The Civilization IV theme, "Baba Yetu," has earned quite a bit of notoriety over the years, as one of the few video games to break into the mainstream. Most recently, a massive choir performed the award-winning song as part of America's Got Talent. The choir consists of nearly 150 singers coming from all walks of life, which is basically a perfect fit considering the fact that the Civilization series is all about cultures from across the world learning and growing as a global community.

The song recently resurfaced on America's Got Talent, where it was performed by the Angel City Chorale. This group boasts 145 members and, according to the pre-performance banter, they are from all walks of life. The choir prides itself on embracing every race, religion, sexual orientation and, yes, even political party. The guest judge for the evening was Olivia Munn who, while starring in various movies and television shows these days, used to be involved with the video games industry. In fact, back in 2005, Munn was likely still co-hosting the popular daily G4 program, Attack of the Show, with Kevin Pereira. It kind of makes you wonder if maybe the group was playing to the judge's favor by incorporating a video game song. If that's the case, then their efforts paid off, as Munn went on to award the group with the coveted Golden Buzzer.

The judges were clearly impressed, with nobody daring to give the group an "X" during their performance. Honestly, it's almost a bit unfair, as we're talking about a large number of very talented individuals combining their voices to make some beautiful music. Yodeling Gary from Arkansas will have an understandably difficult time going toe to toe with a performance like that. Munn was so impressed that she gave the group the best reaction possible, a Golden Buzzer trip directly to the live show.
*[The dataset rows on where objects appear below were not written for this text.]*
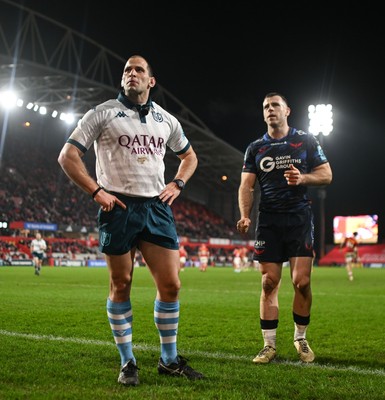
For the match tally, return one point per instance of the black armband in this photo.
(96, 192)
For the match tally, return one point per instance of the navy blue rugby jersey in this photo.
(269, 158)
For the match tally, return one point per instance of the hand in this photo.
(108, 201)
(243, 225)
(169, 193)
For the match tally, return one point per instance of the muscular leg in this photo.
(119, 310)
(300, 270)
(268, 304)
(164, 266)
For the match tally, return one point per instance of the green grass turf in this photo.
(56, 343)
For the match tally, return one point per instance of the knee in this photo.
(120, 285)
(302, 283)
(170, 289)
(269, 284)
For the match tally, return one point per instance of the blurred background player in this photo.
(38, 247)
(203, 255)
(350, 246)
(237, 260)
(182, 257)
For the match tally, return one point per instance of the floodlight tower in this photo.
(321, 124)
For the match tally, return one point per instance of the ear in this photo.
(152, 82)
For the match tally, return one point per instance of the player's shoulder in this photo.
(160, 110)
(109, 105)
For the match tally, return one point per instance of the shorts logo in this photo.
(105, 238)
(157, 116)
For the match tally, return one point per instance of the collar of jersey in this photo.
(127, 103)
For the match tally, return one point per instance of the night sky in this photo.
(220, 60)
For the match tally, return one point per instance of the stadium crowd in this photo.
(34, 189)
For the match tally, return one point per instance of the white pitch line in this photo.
(204, 354)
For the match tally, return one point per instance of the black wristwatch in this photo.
(179, 183)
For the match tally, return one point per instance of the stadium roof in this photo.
(51, 65)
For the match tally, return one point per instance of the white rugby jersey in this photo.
(38, 245)
(130, 146)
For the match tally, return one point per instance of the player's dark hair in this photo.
(272, 94)
(150, 70)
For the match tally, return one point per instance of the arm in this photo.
(187, 167)
(321, 175)
(246, 200)
(70, 159)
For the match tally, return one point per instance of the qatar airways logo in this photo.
(142, 144)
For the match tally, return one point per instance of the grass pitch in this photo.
(56, 343)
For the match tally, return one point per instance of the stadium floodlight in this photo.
(320, 119)
(8, 99)
(67, 117)
(321, 122)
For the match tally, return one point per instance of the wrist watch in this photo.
(179, 183)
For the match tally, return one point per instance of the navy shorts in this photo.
(280, 236)
(147, 219)
(40, 256)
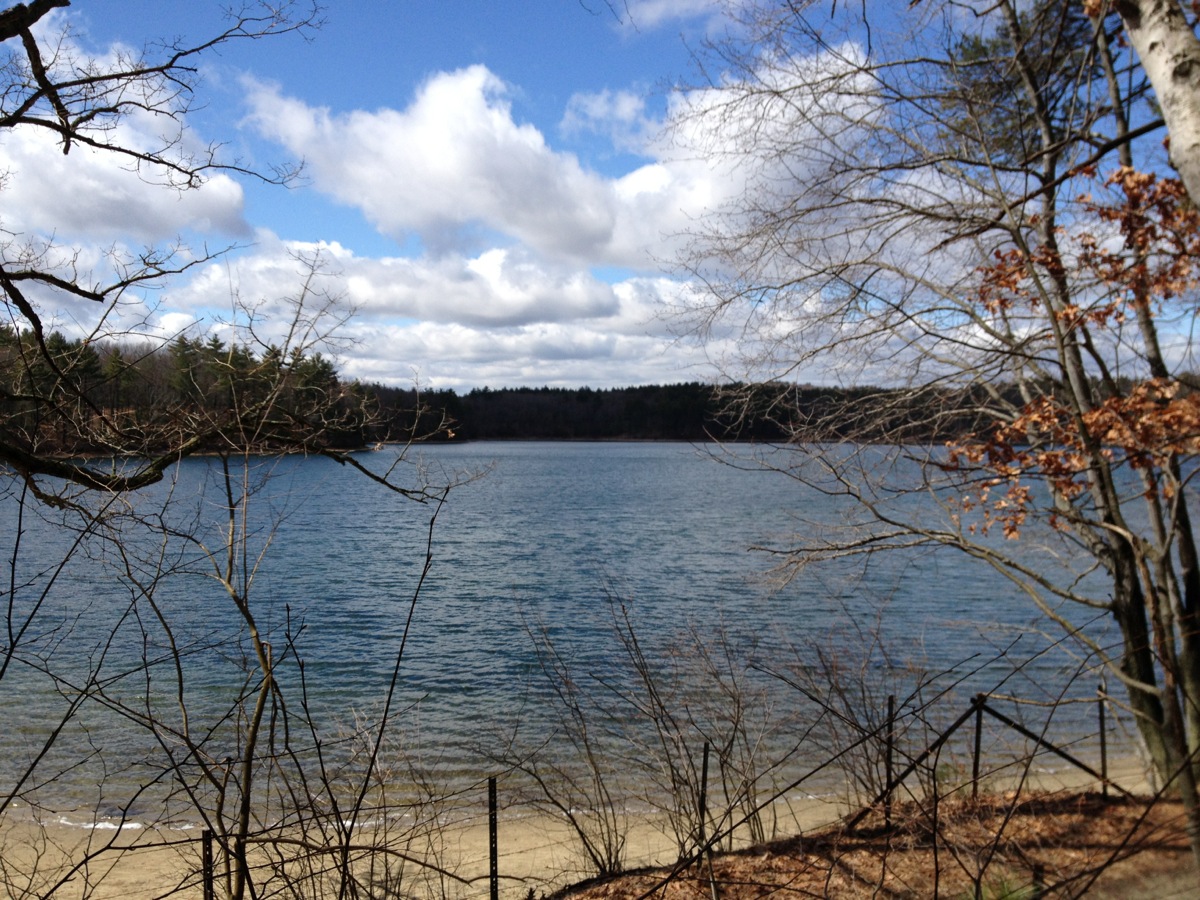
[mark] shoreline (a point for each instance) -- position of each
(535, 850)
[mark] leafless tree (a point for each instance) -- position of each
(967, 205)
(97, 652)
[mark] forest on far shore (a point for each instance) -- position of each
(135, 399)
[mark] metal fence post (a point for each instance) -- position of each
(1102, 693)
(975, 767)
(492, 847)
(207, 874)
(889, 741)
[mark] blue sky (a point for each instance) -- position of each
(485, 183)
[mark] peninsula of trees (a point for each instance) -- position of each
(103, 397)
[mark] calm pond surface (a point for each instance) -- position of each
(551, 540)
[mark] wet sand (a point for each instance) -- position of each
(535, 850)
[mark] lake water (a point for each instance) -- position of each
(551, 540)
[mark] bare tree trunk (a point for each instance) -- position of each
(1170, 55)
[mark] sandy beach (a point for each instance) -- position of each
(537, 851)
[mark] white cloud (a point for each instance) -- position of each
(454, 159)
(91, 195)
(460, 322)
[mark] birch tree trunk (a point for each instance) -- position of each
(1169, 51)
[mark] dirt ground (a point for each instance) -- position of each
(1051, 846)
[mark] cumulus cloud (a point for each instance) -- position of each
(456, 322)
(455, 166)
(455, 157)
(99, 196)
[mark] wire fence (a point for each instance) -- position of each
(459, 855)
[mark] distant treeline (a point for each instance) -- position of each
(70, 396)
(684, 412)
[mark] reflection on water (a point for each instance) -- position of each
(556, 540)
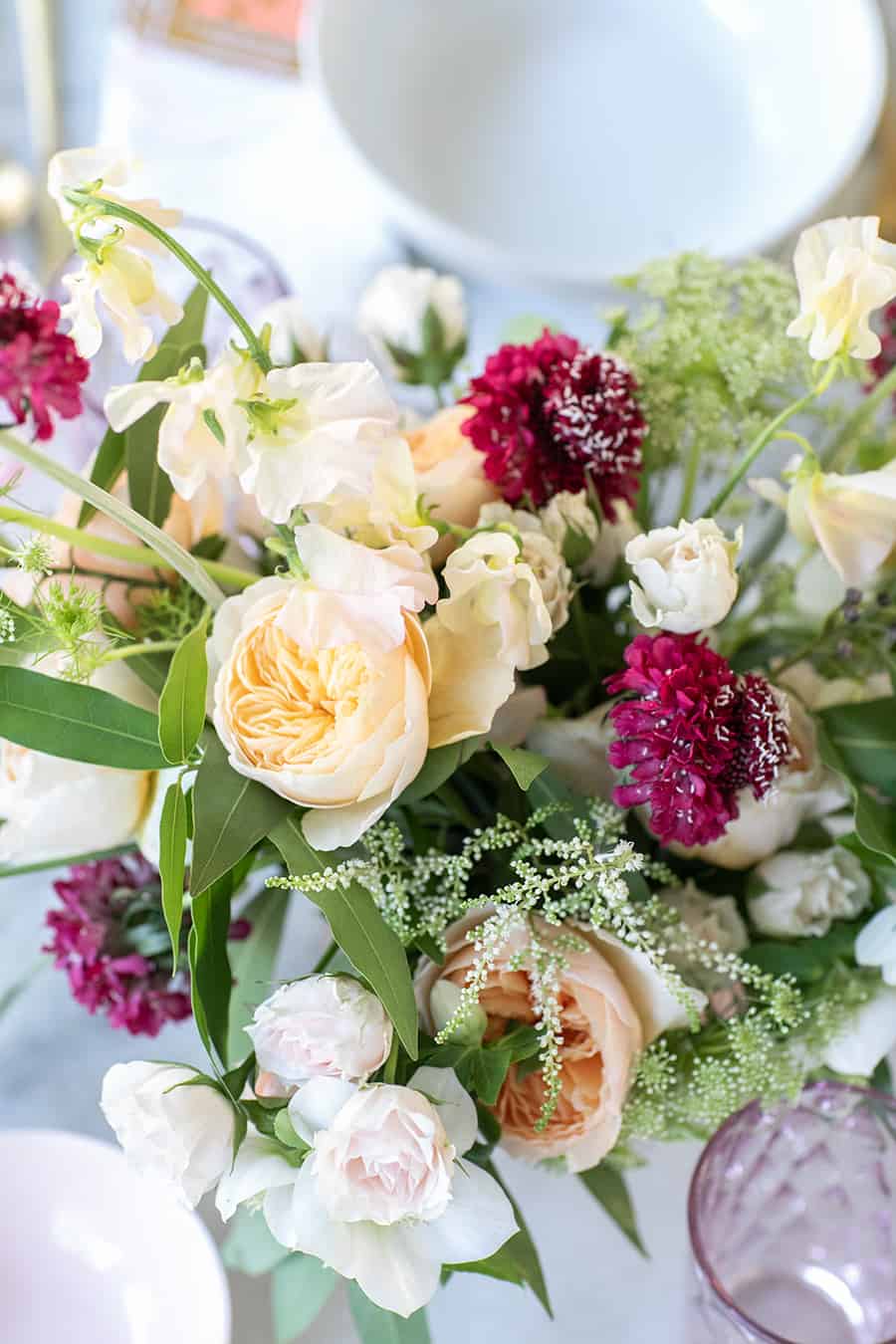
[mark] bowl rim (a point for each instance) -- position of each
(496, 260)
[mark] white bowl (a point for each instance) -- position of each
(567, 141)
(93, 1254)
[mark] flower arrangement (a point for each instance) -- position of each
(576, 730)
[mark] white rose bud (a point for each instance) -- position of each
(418, 320)
(685, 574)
(323, 1025)
(807, 891)
(844, 272)
(181, 1136)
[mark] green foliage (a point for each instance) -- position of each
(77, 722)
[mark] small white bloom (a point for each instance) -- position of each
(493, 622)
(316, 430)
(392, 314)
(172, 1129)
(383, 1197)
(293, 336)
(806, 891)
(687, 579)
(844, 272)
(322, 1025)
(188, 449)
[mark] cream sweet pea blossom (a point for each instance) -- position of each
(685, 575)
(181, 1136)
(322, 1025)
(57, 808)
(320, 686)
(383, 1197)
(850, 518)
(493, 622)
(188, 449)
(114, 266)
(844, 272)
(315, 429)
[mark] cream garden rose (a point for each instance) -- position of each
(685, 575)
(171, 1128)
(844, 272)
(611, 1005)
(383, 1197)
(320, 686)
(322, 1025)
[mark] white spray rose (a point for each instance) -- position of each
(806, 891)
(687, 579)
(381, 1197)
(181, 1136)
(323, 1025)
(844, 272)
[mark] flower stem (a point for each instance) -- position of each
(119, 211)
(769, 433)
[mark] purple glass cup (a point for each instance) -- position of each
(791, 1218)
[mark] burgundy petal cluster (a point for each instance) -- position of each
(692, 734)
(555, 415)
(41, 369)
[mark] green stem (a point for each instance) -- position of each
(164, 546)
(119, 211)
(142, 556)
(768, 434)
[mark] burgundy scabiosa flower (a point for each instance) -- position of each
(555, 415)
(692, 734)
(41, 369)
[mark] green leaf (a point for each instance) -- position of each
(251, 963)
(210, 967)
(172, 855)
(249, 1247)
(864, 737)
(358, 928)
(230, 816)
(181, 707)
(108, 467)
(526, 767)
(439, 765)
(608, 1189)
(300, 1289)
(377, 1327)
(77, 722)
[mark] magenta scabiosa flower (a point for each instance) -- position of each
(692, 734)
(555, 415)
(41, 369)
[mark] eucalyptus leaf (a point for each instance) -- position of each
(181, 707)
(358, 928)
(77, 722)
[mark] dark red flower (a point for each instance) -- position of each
(692, 736)
(41, 369)
(554, 417)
Way back in 2005, Civilization IV was one of the first games to gain widespread notoriety outside of its own industry thanks to its impressive theme song. Sure, just about anyone can hum the tune to Super Mario Bros. or Tetris, but neither of those songs was nominated for a Grammy. In fact, "Baba Yetu" was the first song from a video game to earn that distinction and, taking it one step further, it went on to actually win its category. In the following years, "Baba Yetu" was presented at many noteworthy performances and has also popped up at smaller choir performances and has even been incorporated into marching band routines.

The Angel City Chorale is actually a pretty interesting group, with members ranging in age from 19 to 88. Even cooler is the fact that they don't just stand there and merely sing this beautiful song. Instead, they incorporate some eye-catching choreography and even a brief bit of prop work.

There's only one way the Angel City Chorale could follow this inspirational performance: By covering the theme from Katamari Damacy.